His public health practice is food safety. His public health passion is protecting people.
“I really enjoyed learning about this invisible world that exists around us,” said Yiannas, who graduated the COPH in 2003 with an MPH degree. “I was interested in this idea that there are things we can’t see that can do us harm.”
Yiannas, a first-generation American who was born in New York City but primarily raised in Orlando, started his undergraduate life at USF but later transferred to the University of Central Florida, where he received his bachelor of science in microbiology.
After a couple of roles in product safety at a small pharmaceutical company and later a cosmetic manufacturer, Yiannas landed at Walt Disney World, where he was director of safety and health.
“I was responsible for overseeing all food safety and public health matters for the largest vacation destination in the world,” explained Yiannas. “While I was at Disney, I became interested in the topic of epidemiology—understanding probability, developing a hypothesis and getting evidence-based results. And every time I looked at how I could do my job better, it seemed like all roads pointed to a degree in public health.”
Yiannas chose the USF COPH because of its outstanding national reputation.
“I’m a scientist, so I did my research,” said Yiannas, who did most of his coursework online. “USF kept coming up high on the list. And I had had some undergraduate experience there, so it was an easy choice. If I had to do anything over, the only thing I might do differently is get my MPH sooner.”
Taking a course in social marketing taught by now-retired Distinguished University Health Professor Dr. Carol Bryant was “career-changing,” commented Yiannas.
“You can’t achieve food safety by compliance alone,” Yiannas noted. “You need to understand the principles of human behavior and organizational culture. That class was the most influential of my career. Lessons and principles I learned then I still apply today.”
In 2008 Yiannas left Disney to become vice president of food safety and health for Walmart stores, Sam’s Clubs and Walmart International.
“I went from the happiest place on earth to the busiest place on earth,” Yiannas laughed.
“At Walmart, we have thousands of different types of food products, 11,000 retail establishments, tens of thousands of food suppliers, 2 million associates worldwide and 240 million customers a week. Providing safe and affordable food is daunting,” he added.
Noting that Walmart is the world’s largest retailer, Yiannas says that if there has been a food-safety issue in this country in the recent past, Walmart has been involved—simply by virtue of the sheer volume of food it buys.

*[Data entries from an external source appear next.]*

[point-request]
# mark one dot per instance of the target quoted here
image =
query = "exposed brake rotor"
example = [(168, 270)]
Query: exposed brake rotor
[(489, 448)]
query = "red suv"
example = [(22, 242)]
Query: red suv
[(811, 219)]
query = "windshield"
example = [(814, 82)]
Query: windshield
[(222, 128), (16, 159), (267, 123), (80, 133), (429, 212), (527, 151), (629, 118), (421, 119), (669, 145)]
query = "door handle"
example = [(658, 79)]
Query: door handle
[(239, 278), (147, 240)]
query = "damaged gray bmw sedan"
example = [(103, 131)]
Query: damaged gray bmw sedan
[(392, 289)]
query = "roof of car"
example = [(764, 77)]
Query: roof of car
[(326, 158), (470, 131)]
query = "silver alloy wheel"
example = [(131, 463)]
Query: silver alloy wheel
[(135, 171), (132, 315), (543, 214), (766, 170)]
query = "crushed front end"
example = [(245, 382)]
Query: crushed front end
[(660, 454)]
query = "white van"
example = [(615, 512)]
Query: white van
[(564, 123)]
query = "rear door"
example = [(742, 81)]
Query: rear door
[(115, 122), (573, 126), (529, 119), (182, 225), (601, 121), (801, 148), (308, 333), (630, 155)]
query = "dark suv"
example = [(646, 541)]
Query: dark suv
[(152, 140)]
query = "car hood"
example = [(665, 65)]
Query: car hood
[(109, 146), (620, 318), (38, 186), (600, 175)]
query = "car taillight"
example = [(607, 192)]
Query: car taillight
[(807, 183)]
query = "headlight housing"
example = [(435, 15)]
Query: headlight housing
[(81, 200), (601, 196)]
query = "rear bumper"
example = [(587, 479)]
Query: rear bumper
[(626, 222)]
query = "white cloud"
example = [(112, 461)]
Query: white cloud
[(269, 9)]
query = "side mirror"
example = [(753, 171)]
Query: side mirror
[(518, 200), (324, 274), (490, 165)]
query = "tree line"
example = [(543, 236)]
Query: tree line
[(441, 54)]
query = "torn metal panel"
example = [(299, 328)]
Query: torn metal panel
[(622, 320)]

“My goal is not so much to react to an incidence in the food system, which we do, nonetheless, with both urgency and precision, but to create preventive interventions.”
To that end, Yiannas is one of the most vocal and ardent supporters of blockchain technology, a new and emerging database often described as a distributed, tamper-proof and decentralized ledger that tracks transactions and allows for the traceability of food.
“With food traceability today, it’s one step up and one step back [where the food was sold and where it came from before it was sold],” Yiannas explained. “And a lot of these records are kept on paper. There’s no uniformity, and sometimes the records are incomplete. This can make tracing a food back to its source during an outbreak of something like salmonella or E. coli time consuming. In fact, it can take up to a week. But when you capture all the information on a blockchain, you can trace a product back to its source in 2.2 seconds. That’s good for all stakeholders in the food system.”
It’s this emphasis on blockchain technology, recently instituted at Walmart, that Yiannas says he most proud of.
“This will lead to greater responsibility and accountability,” explained Yiannas. “I think it will usher in a new era in food traceability and transparency. And transparency in public health is a good thing.”
In November, Yiannas headed to the Food and Drug Administration, taking on the role of deputy commissioner for foods and veterinary medicine.
“The roles are similar, yet different,” said Yiannas. “The mission of food safety is the same, but instead of reporting to 240 million customers each week, I’ll be serving nearly 330 million Americans every day. What I love about my work is that it deals with more than food safety. It’s about improving quality of life.”
Alumni Fast Five
What did you dream of becoming when you were young?
I was convinced I would be a shortstop for the New York Yankees.
Where would we find you on the weekend?
At home or visiting family.
What is the last book you read?
“Ethereum,” by Ben Abner
What superpower would you like to have?
There are so many, but I would probably say the ability to be transported over geographic boundaries and time.
What is your all-time favorite movie?
“Gladiator.” I like the idea of standing up for freedom and what you believe in.